Hundreds of jobs are at imminent risk at the British arm of the iconic casual dining chain TGI Fridays, as its new owner prepares a drastic financial restructuring plan.
Pre-Pack Administration Looms for Restaurant Chain
Sky News has learned that Sugarloaf TGIF Management, which acquired control of the chain just two months ago in November 2025, is finalising a pre-pack administration deal expected to be executed as soon as next week. This type of insolvency process involves a buyer being lined up for a company's assets, free of its financial liabilities, immediately after administrators are appointed.
The move will likely result in the permanent closure of a substantial number of the chain's 49 UK restaurants. Insiders indicate that between 15 and 20 sites could be axed, though the final number remains under discussion. The deal could still face delays beyond the anticipated timeline.
Significant Job Losses and Sector-Wide Blow
If the plan proceeds, it will directly lead to hundreds of redundancies from TGI Fridays' UK workforce of nearly 2,000 employees. The appointed administrator is expected to be Interpath Advisory, which had two notices of intention to appoint filed in the days before Christmas.

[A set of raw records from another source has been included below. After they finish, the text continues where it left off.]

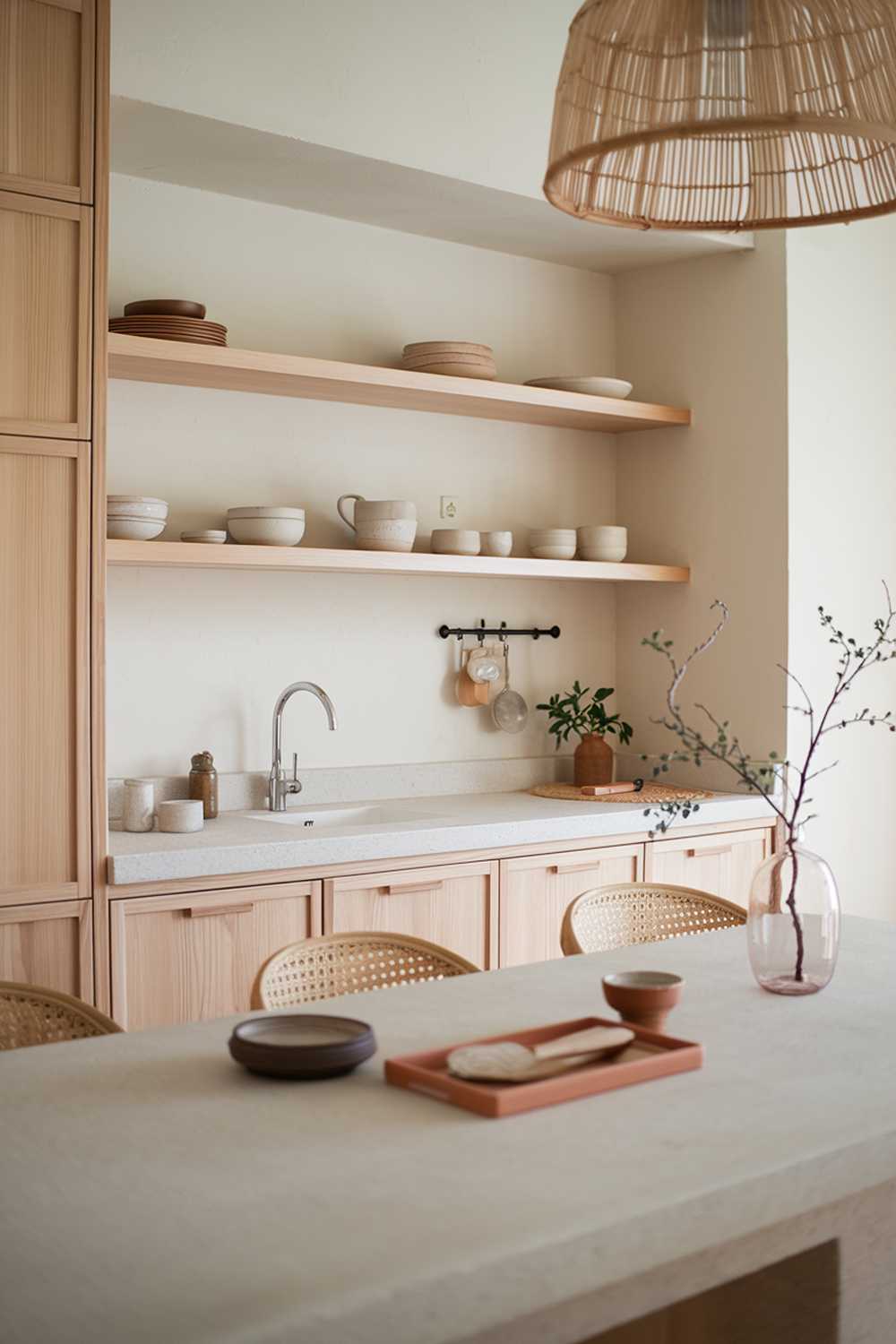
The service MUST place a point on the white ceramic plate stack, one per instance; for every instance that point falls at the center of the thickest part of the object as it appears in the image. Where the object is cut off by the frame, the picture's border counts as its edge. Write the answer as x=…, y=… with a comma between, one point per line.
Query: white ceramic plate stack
x=134, y=518
x=589, y=386
x=552, y=543
x=266, y=524
x=602, y=543
x=454, y=358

A company spokesperson stated on Friday 2 January 2026: "TGI Fridays UK is still assessing all options for the future of the business. No decisions have been made yet and locations continue to operate as usual."
A Troubled History and Wider Sector Crisis
This crisis marks another severe blow to the UK's struggling hospitality industry. Sector leaders have repeatedly criticised the impact of tax policies, including national insurance changes, from Chancellor Rachel Reeves's Budgets in 2024 and 2025.
The chain's recent history has been turbulent. Sugarloaf TGIF Management, led by the chain's former CEO Ray Blanchette, purchased it only weeks before putting it up for sale again. The previous owners, Breal and Calveton, were said to have stabilised the business after acquiring it from London-listed Hostmore. Hostmore itself had overseen a previous insolvency filing for the chain in 2024, when it traded from close to 90 UK sites—nearly double its current estate.
The company has declined to comment further on the specifics of the potential pre-pack deal.